Trump has polled poorly with minorities and has been heavily criticized for his proposals on immigration, which include deporting millions of undocumented foreigners, building a wall along the Mexican border, and suspending Muslim immigration to shore up national security.
But he has tried recently to broaden his appeal to them, hinting at a softening of his hard-line position on immigration.
In comments broadcast on Fox News on Wednesday night, Trump said he would be willing to work with immigrants who have abided by U.S. laws while living in the country, backing away from his insistence during the primaries that he would try to deport all 11 million illegal immigrants.
He said on Thursday he would deliver an immigration speech detailing his updated positions at a later date, after canceling previous plans to address the issue.
He also met on Thursday morning with black and Hispanic Republicans at his New York headquarters.
'Shame on you'
Clinton released a web video on Thursday ahead of her Nevada speech tying Trump to white supremacist groups, including the Ku Klux Klan.

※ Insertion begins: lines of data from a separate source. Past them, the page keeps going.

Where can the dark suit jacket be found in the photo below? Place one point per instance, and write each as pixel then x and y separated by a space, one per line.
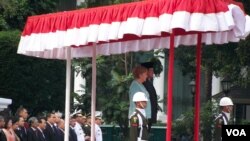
pixel 49 133
pixel 32 134
pixel 153 99
pixel 2 136
pixel 72 134
pixel 40 135
pixel 22 133
pixel 60 135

The video shows a Klan member praising Trump and plays a recording of former leader Klan leader David Duke calling on white people to vote for Trump.

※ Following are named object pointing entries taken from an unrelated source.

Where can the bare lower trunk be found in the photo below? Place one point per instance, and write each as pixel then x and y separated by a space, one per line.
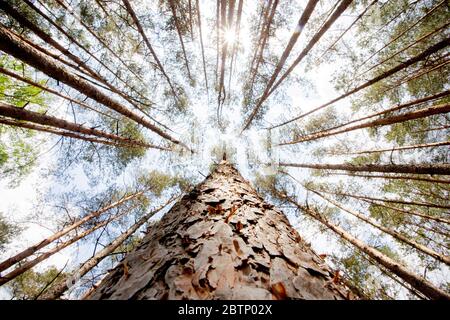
pixel 418 114
pixel 222 241
pixel 33 249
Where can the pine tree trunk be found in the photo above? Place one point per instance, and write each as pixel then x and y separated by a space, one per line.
pixel 13 46
pixel 57 235
pixel 35 117
pixel 418 114
pixel 222 241
pixel 397 235
pixel 294 37
pixel 434 168
pixel 62 286
pixel 421 56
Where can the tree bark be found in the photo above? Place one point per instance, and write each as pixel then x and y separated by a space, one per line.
pixel 37 85
pixel 393 233
pixel 389 110
pixel 416 281
pixel 435 168
pixel 94 74
pixel 348 28
pixel 202 47
pixel 180 36
pixel 409 203
pixel 21 114
pixel 418 114
pixel 30 264
pixel 31 250
pixel 294 37
pixel 421 56
pixel 409 147
pixel 336 14
pixel 62 286
pixel 69 134
pixel 402 33
pixel 221 241
pixel 425 216
pixel 264 37
pixel 102 42
pixel 393 177
pixel 149 46
pixel 26 53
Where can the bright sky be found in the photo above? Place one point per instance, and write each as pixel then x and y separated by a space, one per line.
pixel 20 202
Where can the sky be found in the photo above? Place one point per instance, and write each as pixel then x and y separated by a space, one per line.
pixel 20 202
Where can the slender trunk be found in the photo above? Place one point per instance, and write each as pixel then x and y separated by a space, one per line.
pixel 217 41
pixel 416 75
pixel 37 85
pixel 389 110
pixel 180 36
pixel 433 129
pixel 21 114
pixel 416 281
pixel 420 39
pixel 292 41
pixel 263 20
pixel 62 286
pixel 393 233
pixel 221 241
pixel 415 146
pixel 408 203
pixel 149 46
pixel 223 12
pixel 395 177
pixel 264 37
pixel 102 42
pixel 435 168
pixel 418 114
pixel 421 56
pixel 30 264
pixel 336 14
pixel 237 31
pixel 26 53
pixel 201 44
pixel 44 36
pixel 69 134
pixel 402 33
pixel 191 29
pixel 425 216
pixel 97 75
pixel 347 29
pixel 34 248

The video also shows newly appointed Trump campaign chairman Steve Bannon, who ran the website Brietbart.com, which has been accused of stoking online racists and providing them a venue to spread information.

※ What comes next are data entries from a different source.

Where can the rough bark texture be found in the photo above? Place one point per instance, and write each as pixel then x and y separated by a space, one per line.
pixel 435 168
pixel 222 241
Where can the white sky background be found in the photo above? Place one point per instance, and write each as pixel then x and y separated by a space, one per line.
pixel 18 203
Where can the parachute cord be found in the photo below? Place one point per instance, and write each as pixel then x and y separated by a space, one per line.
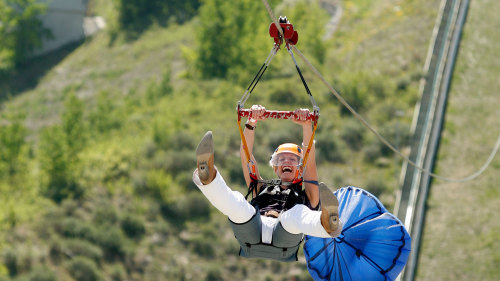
pixel 315 106
pixel 259 74
pixel 309 145
pixel 390 146
pixel 369 127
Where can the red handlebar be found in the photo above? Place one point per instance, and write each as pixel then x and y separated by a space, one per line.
pixel 277 114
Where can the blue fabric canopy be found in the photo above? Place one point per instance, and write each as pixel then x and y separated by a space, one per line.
pixel 374 244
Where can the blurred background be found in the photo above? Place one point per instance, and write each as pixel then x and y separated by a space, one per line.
pixel 102 104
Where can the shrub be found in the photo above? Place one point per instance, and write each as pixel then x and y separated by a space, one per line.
pixel 105 214
pixel 111 240
pixel 10 260
pixel 42 273
pixel 78 247
pixel 203 247
pixel 328 149
pixel 133 226
pixel 352 134
pixel 75 228
pixel 194 206
pixel 372 152
pixel 117 272
pixel 83 269
pixel 214 274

Bannon told the magazine Mother Jones during the Republican National Convention last month that the website was "the platform for the alt-right," a brand of U.S. political conservatism associated with white nationalism and nativism. For example, Breitbart has a section called "black crime."
Trump's campaign called for the Clinton campaign to withdraw the video.
"This type of rhetoric and repulsive advertising is revolting and completely beyond the pale," Mark Burns, an African-American pastor who supports Trump, said in a statement. "I call on Hillary Clinton to disavow this video and her campaign for this sickening act that has no place in our world."
Trump said on Thursday the Clinton attacks were not only an assault on him but on all his supporters. Those are people, he said, who want strong borders and to prevent Islamist militants from attacking Americans inside the United States.
"To Hillary Clinton, and to her donors and advisers, pushing her to spread smears and her lies about decent people, I have three words. I want you to remember these three words: Shame On You," he said in New Hampshire.
A Reuters/Ipsos States of the Nation poll for the week beginning Aug. 15 found Clinton beating Trump among Hispanic voters by 15 percentage points - 45 percent to 30 percent - and by 57 percentage points among black voters - 69 percent to 12 percent.
Trump's efforts to woo minorities were unlikely to work, said Bernard Fraga, a political science professor at Indiana University whose research involves race and politics.
"I don't think these efforts will do a lot to help him in minority communities," Fraga said. "Trump has gained a reputation of being more hostile to minority communities."
But he added the effort could help him win over white moderates concerned by his reputation with minorities.